The Cincinnati Bengals started out in the American Football League in 1968 before it merged with the National Football League in 1970.
The Bengals have had successful seasons since then but none of them have produced Super Bowl wins.
That’s not to say that the organization has not produced Hall of Fame players that have been among the best in the league at one point or another.
But who would make a Mount Rushmore of Bengals players? Take a look at the list below.
Anthony Muñoz was a top offensive lineman in the NFL.
Anthony Muñoz is by far the best player to suit up for the Bengals. Cincinnati selected Muñoz with the No. 3 pick of the 1980 NFL Draft.
After 11 Pro Bowl and nine All-Pro selections, Muñoz was selected to the Pro Football Hall of Fame. His 11 Pro Bowl selections came in consecutive seasons between 1981 and 1991. He played 13 seasons with the Bengals but was unable to capture that Super Bowl ring.
Muñoz was named to the First Team All-1980s Team by the Pro Football Hall of Fame. He was also named as one of the Top 100 NFL players of all-time.
Ken Anderson led the Bengals to their first Super Bowl. (Getty Images)
Ken Anderson may have been one of the most successful quarterbacks for the Bengals during their history.
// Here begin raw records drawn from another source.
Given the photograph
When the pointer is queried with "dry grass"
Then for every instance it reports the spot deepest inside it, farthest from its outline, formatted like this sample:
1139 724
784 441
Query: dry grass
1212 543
Cincinnati selected Anderson in the third round of the 1971 draft. He spent 16 seasons with the Bengals and won one MVP award, one All-Pro selection, and was named to the Pro Bowl four times.
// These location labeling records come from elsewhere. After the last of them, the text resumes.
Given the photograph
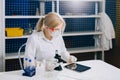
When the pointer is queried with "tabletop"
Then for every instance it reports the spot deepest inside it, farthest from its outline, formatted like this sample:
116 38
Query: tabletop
99 71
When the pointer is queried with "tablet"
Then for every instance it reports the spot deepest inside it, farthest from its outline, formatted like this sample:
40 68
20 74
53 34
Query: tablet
77 67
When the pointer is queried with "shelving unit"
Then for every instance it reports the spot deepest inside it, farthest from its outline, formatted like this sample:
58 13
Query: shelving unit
56 6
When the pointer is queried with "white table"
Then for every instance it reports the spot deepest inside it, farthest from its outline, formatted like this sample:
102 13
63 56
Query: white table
99 71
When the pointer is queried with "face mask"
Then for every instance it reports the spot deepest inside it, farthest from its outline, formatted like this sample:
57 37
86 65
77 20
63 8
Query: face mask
56 33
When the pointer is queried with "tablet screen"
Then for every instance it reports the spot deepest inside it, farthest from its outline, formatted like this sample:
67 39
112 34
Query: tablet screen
77 67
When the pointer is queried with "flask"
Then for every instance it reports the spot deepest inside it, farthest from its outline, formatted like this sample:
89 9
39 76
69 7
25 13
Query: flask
37 12
30 29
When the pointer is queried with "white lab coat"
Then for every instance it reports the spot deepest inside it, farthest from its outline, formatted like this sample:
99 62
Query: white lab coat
106 26
39 47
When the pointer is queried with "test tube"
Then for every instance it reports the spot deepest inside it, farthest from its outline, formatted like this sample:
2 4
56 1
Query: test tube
25 63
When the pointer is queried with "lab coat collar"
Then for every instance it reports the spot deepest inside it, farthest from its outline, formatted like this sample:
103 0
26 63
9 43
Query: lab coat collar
44 38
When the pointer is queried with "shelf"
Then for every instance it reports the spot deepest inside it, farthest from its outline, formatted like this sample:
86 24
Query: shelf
82 33
83 50
15 17
64 16
70 50
83 0
13 55
66 34
25 36
81 16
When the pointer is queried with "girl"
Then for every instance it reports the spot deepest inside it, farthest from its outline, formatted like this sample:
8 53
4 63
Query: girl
47 41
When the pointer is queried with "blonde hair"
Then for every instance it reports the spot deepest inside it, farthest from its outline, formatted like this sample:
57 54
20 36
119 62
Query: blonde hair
51 20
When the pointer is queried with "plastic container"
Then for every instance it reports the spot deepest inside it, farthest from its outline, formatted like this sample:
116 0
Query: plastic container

Anderson led the league in passing yards twice – 1974 (2,667 yards) and 1975 (3,169 yards). He made the playoffs four times during his career as well. He led the Bengals to Super Bowl XVI, where they would lose 26-21 to the San Francisco 49ers. It was the furthest the team would get until the 1988 season.
Cincinnati Bengals defensive back Ken Riley was in control of the secondary (Photo by Clifton Boutelle/Getty Images)
Ken Riley represents the best defensive player the Bengals have ever had. The team selected the defensive back in the sixth round of the 1969 draft.
Riley played for the Bengals for 15 seasons and was an interceptions machine. Fourteen out of his 15 seasons, Riley recorded two or more interceptions. Twelve of his 15 seasons he had three or more interceptions. In 1976, he had nine interceptions and one of them was returned for a touchdown.
He only earned an All-Pro selection one time – in 1983. He had eight interceptions with two of them returned for a touchdown. He had 65 interceptions in his career, which is good for fifth all-time behind Paul Krause (81), Emlen Tunnell (79), Rod Woodson (71), and Dick “Night Train” Lane (68).
Boomer Esiason was one of the top quarterbacks in team history. (Photo by George Gojkovich/Getty Images)
It might be rare for most organizations to have produced two great quarterbacks – one right after the other – but the Bengals did just that. As Anderson’s time was coming to an end, the Bengals drafted Boomer Esiason in the second round in 1984.
Esiason was the Bengals’ quarterback from 1984 to 1992 and then again in 1997. Like Anderson, he would win one MVP award and take the team to a Super Bowl only to lose to the 49ers. Esiason recorded 27,139 passing yards and 187 touchdowns for the Bengals.
He also had stints with the New York Jets and Arizona Cardinals.